完全予約制を取る業態と理由の傾向を調査してみた
知る・学ぶ
前回、弁護士の話を聞いて、何気なく使っていた「予約」が実は本契約を意味することが分かりました。 そこで、ふと気になったのが「完全予約制」という言葉の定義。 「完全予約制」とは、必ず予約をしてからサービスを受けることができる制度と考えています。(つまりフラッとお店に立ち寄っただけではサービスを受けられないこと、ですね。) 「完全予約制」を取るサービスには何かしらの傾向があるのではないかと思い、調査してみました。 ■調査概要 サンプル数203件、Google検索にて自社サイトから情報を目視にて集計。 ウェブにて「完全予約制」を明示しているウェブサイトから、その業態や目的、いつから完全予約制としてサービス展開されたのかを集計。
完全予約制が最も多い業態について
完全予約制を取っている業態の約30%がクリニックでした。次に住宅販売や不動産などの建築に関する販売が16%、3位以下については、飲食、美容室、博物館など実に多種多様な業態が完全予約制でのサービスを展開していることが分かります。
完全予約制を採用する理由について
ウェブサイトにおいて、完全予約制を明示している理由が読み取れたものについて、4つの理由に区分けすることができました。 最も多かった理由が、41%を占める予約専用の「特別メニュー」でした。 ここで言う特別メニューは、そもそも通常のサービスとは別に、前もって店側も準備を要するようなサービス(もの)と定義しました。 数日前から事前注文を前提とした人員配置となっているような形態など、予約制にしないと成立しないサービス提供と考えていただければいいと思います。例えば特別なチョコレートやケーキの予約注文を受けてから製造販売するサービスや、予約専用のコース料理といった内容です。一方でサービス向上には席数やサービス提供時間を確保しお客様の満足度を高めたいためといった理由が読み取れました。 以下は、理由を業態別に示した結果です。
感染防止を目的とした業態で最も多いのはクリニックになります。続いて建築関係が21%、美術館・博物館が11%と続いていきます。
待ち時間の解消を目的とした完全予約制にしている業態のほとんどはクリニックになります。
特別メニューを理由とした業態の1位は24%を占める美容室・サロン。

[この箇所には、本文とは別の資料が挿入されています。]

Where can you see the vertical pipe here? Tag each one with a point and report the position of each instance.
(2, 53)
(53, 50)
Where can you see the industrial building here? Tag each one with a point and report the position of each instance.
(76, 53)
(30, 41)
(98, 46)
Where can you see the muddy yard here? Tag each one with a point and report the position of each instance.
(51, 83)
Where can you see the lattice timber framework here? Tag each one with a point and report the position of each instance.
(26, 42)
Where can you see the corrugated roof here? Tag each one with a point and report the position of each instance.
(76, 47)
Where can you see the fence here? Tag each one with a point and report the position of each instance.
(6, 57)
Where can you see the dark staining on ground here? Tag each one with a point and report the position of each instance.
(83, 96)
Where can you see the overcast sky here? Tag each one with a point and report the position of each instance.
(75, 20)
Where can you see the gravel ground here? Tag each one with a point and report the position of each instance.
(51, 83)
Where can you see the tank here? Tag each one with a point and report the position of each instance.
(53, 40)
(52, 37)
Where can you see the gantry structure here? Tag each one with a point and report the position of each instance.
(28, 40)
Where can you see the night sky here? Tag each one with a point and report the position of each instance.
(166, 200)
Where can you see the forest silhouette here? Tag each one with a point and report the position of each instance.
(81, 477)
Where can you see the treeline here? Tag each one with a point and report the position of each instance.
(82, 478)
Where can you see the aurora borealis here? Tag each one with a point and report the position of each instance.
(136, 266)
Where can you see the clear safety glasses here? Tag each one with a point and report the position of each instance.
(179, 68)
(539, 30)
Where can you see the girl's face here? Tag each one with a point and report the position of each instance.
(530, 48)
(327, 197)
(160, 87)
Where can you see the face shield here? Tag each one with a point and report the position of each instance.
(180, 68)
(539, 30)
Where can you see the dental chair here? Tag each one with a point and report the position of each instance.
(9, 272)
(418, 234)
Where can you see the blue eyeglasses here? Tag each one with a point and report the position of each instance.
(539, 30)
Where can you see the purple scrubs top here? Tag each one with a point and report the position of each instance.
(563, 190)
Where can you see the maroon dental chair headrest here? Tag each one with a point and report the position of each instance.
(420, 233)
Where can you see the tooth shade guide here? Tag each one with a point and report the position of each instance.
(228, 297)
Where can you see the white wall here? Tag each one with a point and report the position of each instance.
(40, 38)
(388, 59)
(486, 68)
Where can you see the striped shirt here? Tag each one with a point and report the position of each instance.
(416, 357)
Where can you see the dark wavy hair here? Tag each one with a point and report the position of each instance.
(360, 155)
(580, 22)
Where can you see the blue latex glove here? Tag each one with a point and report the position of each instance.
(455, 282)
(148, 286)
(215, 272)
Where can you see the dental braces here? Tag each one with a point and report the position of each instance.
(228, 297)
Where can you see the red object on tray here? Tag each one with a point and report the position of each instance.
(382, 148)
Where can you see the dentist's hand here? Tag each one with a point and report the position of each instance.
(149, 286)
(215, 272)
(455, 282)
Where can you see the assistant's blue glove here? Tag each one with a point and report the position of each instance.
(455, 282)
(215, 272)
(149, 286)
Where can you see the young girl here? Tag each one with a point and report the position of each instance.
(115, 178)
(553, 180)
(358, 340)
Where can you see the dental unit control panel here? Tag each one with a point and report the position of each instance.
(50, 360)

続いてクリニック、住宅販売、体験型アクティビティと続きます。
接客レベルを向上させるため、席を確保してからしか受け付けないなどの完全予約制を設置している業態になります。1位が飲食、2位がクリニックと続きます。
コロナ禍前から完全予約制サービスを実施していた業態とその理由について
コロナ禍前から、完全予約制を実施していた業態の1位はクリニック、2位が美容室・サロンになります。 クリニックに特化した調査ではないため、診療科目は調査をしていませんが、コロナ禍前からも待合室の混雑回避などを理由に、完全予約制を実施しやすかった業態がクリニックと言えるのではないでしょうか?
コロナ禍前は、完全予約制を前提にした専用のサービスを考案されて、ビジネスモデルとして取り組まれていたと言えます。
まとめ
今回のネット調査では、以下のことが分かりました。
- 完全予約制を実施している最も多い業態はクリニックで全体の28%。多種多様な業態が完全予約制を実施していました。
- 完全予約制を実施している理由は大きく4つ。特別メニュー、感染防止、サービス向上、待ち時間の解消に分かれました。
- コロナ禍前から完全予約制を実施していた業態も1位がクリニックでした。